In Washington D.C., tens of thousands gathered at the Lincoln Memorial and near the White House Saturday in what was likely the city’s largest demonstration yet.

Protesters in Bristol, England, toppled a statue of slave trader Edward Colston, whose company transported tens of thousands of slaves across the Atlantic Ocean between 1672 and 1689, and threw it into the city’s harbor.

Thousands of demonstrators also took to the streets in Los Angeles, San Francisco, Chicago, Philadelphia, New York City and many other cities from coast to coast.

Thousands of protesters marched across the Golden Gate Bridge in San Francisco and the Brooklyn Bridge in New York.

On Saturday night, a suspect was arrested after an SUV plowed through a crowd of kneeling protesters in Brooklyn, injuring four people.

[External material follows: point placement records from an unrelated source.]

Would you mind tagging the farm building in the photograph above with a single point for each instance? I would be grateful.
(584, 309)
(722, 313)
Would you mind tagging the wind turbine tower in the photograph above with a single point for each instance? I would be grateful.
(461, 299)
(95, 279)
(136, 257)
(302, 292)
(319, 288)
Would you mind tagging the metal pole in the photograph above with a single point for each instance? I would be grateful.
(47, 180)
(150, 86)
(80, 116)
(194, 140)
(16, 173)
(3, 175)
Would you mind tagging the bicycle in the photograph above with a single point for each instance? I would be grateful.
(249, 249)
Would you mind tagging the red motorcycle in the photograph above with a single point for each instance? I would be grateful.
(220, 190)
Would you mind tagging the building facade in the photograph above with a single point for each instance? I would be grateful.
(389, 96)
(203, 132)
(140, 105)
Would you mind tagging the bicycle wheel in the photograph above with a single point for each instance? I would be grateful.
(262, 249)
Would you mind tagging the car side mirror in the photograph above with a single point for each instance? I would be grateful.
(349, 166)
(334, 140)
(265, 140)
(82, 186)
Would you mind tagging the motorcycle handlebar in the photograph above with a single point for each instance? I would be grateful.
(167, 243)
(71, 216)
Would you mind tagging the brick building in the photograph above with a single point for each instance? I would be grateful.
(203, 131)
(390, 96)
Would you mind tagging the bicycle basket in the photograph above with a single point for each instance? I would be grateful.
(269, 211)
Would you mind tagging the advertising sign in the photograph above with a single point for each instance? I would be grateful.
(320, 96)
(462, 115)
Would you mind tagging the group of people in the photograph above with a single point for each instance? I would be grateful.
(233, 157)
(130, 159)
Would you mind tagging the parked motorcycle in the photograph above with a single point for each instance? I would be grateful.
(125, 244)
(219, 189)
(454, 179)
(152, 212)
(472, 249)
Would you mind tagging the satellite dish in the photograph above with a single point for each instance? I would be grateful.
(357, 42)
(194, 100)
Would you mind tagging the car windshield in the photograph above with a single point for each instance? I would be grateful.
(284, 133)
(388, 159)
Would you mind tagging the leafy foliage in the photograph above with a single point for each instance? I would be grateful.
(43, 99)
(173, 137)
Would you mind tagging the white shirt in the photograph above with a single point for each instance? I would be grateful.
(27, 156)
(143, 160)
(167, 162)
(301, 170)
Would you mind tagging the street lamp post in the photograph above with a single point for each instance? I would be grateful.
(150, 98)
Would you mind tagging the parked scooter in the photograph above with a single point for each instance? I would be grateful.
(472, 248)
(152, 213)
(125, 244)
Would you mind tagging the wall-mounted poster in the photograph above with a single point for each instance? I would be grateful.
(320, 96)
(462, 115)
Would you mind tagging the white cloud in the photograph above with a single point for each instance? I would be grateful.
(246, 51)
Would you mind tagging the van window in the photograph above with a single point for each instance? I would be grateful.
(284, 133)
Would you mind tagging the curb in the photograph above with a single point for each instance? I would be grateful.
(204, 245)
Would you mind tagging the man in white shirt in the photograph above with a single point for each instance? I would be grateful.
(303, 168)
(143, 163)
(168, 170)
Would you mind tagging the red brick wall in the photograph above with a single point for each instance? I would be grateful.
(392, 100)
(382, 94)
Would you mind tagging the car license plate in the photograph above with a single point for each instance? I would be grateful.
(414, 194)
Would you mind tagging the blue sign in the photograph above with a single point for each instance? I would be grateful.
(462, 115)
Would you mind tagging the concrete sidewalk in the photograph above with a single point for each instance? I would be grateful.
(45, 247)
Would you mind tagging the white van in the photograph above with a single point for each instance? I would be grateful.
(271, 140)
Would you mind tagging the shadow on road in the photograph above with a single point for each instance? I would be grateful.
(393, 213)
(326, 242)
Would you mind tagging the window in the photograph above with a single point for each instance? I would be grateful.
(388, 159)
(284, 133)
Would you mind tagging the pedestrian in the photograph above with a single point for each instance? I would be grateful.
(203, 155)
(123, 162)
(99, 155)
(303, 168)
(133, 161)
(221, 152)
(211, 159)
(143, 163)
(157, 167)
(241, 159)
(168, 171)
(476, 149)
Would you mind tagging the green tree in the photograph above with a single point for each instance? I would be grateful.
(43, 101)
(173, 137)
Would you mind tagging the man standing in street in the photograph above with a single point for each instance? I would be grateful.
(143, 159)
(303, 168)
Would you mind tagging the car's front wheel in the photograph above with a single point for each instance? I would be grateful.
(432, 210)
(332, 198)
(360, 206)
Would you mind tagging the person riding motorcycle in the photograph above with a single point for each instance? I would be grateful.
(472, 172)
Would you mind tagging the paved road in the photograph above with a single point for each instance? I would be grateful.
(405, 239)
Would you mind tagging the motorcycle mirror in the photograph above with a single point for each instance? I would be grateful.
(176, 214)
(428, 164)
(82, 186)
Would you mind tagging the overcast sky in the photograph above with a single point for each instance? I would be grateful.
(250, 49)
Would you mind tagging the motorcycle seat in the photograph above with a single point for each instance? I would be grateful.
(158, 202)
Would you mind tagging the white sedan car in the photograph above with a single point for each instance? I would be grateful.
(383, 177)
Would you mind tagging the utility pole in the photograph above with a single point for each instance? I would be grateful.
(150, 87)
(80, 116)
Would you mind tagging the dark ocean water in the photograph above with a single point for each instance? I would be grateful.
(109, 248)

Massive demonstrations have also broken out across the world from Europe to Australia, with tens of thousands of protesters calling for an end to racism and police brutality in their own countries.

In Hong Kong, people staged a demonstration on Sunday in front of the U.S. Consulate, holding up pictures of Floyd and “Black Lives Matter” signs. Massive crowds also took to the streets across France, Germany and Italy.

In London, some protesters near Prime Minister Boris Johnson’s residence clashed with police officers.

More than 43,300 National Guard members were on duty on in 34 states and D.C to respond to protests, many of which have been peaceful. In some cases, peaceful protests have been followed with looting and violence at night. Trump said Sunday morning that he had ordered the National Guard to start withdrawing from the nation’s capital.

A memorial service was held in Raeford, North Carolina Saturday for Floyd, a black man whom a white Minneapolis police officer pinned under his knee for more than eight minutes. 

The incident was caught on video and the fired officer, Derek Chauvin, faces second-degree murder, third-degree murder and second-degree manslaughter charges. Three other officers were also fired and charged with aiding and abetting murder.

Former Vice President Joe Biden will go to Houston on Mondayto personally pay respects to Floyd’s family. A funeral is scheduled for Floyd on Tuesday in Houston.

In response to widespread anger and protesting, some U.S. cities have responded to police brutality by suspending officers who have been caught on camera being violent towards protesters, as well as banning police tactics like chokeholds and the use of tear gas and rubber bullets.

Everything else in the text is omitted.